In exploring the social dynamics of the household my book goes beyond marital relationships to investigate domestic alliances that drew in other family members, notably servants. Gowing welcomes this approach, while observing that parenthood remains largely missing from the picture. Parenthood was peripheral to my central concern (the negotiation of patriarchy), but the hypothesis that it played a major part in defining women’s position in the neighbourhood is a constructive suggestion well worth pursuing. As childbirth usually followed within a year or two of marriage, we might hesitate over the proposition that ‘initiation’ into motherhood divided women as much as age or marital status- except for the small minority who remained permanently childless. But the reputation subsequently earned as a ‘good’ or ‘bad’ mother may well have been critical in determining a woman’s standing within the neighbourhood. Skill, care and success as a parent were certainly among the most important positive attributes that enhanced a woman’s ‘good name’ in early modern England.

The methodological points raised towards the end of the review I find more problematic. In my book I draw heavily on court records and also on a wide range of contemporary writings, including prescriptive texts, diaries, letters, social commentaries and popular literature such as ballads. I make no apology whatever for this methodology; court records, though immensely valuable, cannot show us the whole range of human experience. How successfully I have woven together these disparate sources I hope readers will judge for themselves, though naturally I reject the suggestion that I treated them as ‘simple’ evidence to be taken at face value. The critical evaluation of sources does not have to be spelled out on every line of every page. I am also puzzled by the example Gowing has selected to support her charge, a wedding sermon by William Crompton, which I cite in my discussion of divisive strands within ‘female culture’. Gowing challenges both the messenger and the message, linking the sermon to ‘stock pieces’, which, she suggests, tell us more about misogynist attitudes than about life on the street. Yet my book, like Gowing’s own published work, also furnishes abundant evidence from court records to document the competitive aspects of women’s lives and values. Ecclesiastical court evidence relates mainly to moral issues, of course, but cause papers frequently indicate friction over much wider issues, now documented still more comprehensively in Garthine Walker’s recent monograph, based on secular court material. And if Crompton, as a male preacher, is discredited, must we also brush aside the much fiercer strictures of the pioneering feminist Mary Astell? For her part, Gowing appears to detect misogynistic stereotype at every turn, and the sweeping language she employs in dismissing ‘the mass of contemporary drama and literature’ as generally ‘predictable’ and ‘largely misogynist’ suggests doubt that texts can ever have much historical value, except in documenting stereotypes. I disagree. If many writers were content to recycle stereotypes, many others were perceptive observers of a society they knew at first hand.
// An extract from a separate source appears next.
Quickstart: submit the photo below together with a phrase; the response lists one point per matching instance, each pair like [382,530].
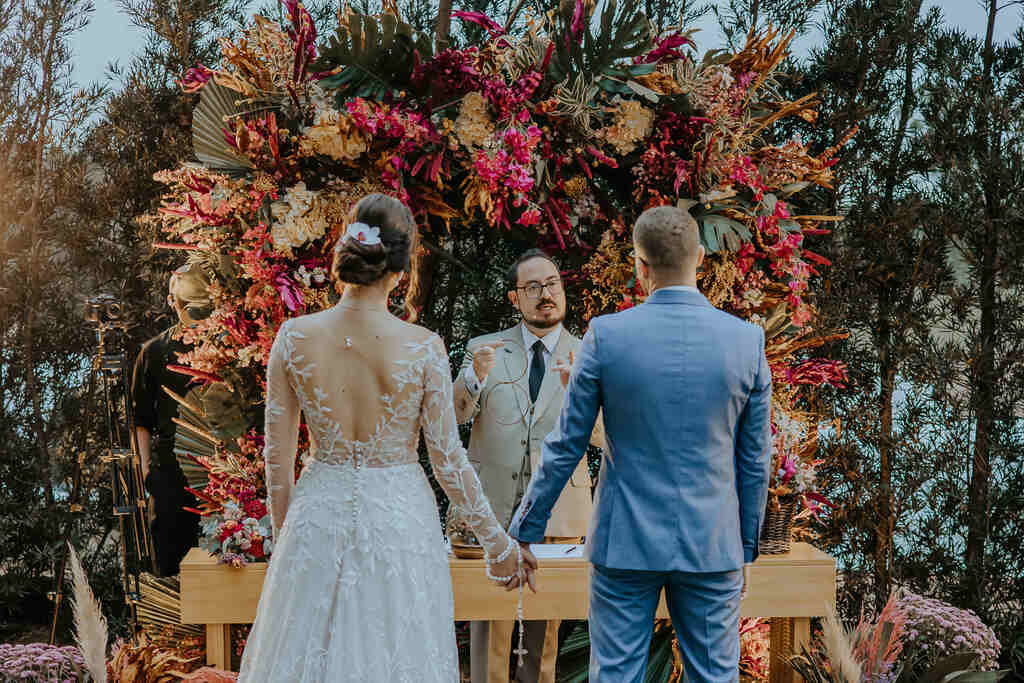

The final paragraph is also problematic. Gowing complains that I gave insufficient acknowledgement to pioneering feminist historians and theorists. While the claims set out here are surely inflated – feminists were not the first to recognise the value of church court records for social and cultural history, and the proposition that women should not be lumped together in a single category required no sophisticated ‘feminist underpinning’ – I am happy to pay tribute to the enormous contribution of the feminist pioneers, and to the major contributions of younger feminist scholars today, Laura Gowing herself prominent among them. She ends with the pointed remark that ‘it’s now possible to write early modern women’s history without feminism’, apparently a cause for some regret. Like many others in the field I prefer to think in terms of ‘gender history’, but it is the proprietorial flavour of this paragraph that creates unease. There must always be room for a plurality of perspectives. The past belongs to us all, and the aspiration to deepen our understanding of early modern women’s lives is one that all historians can share.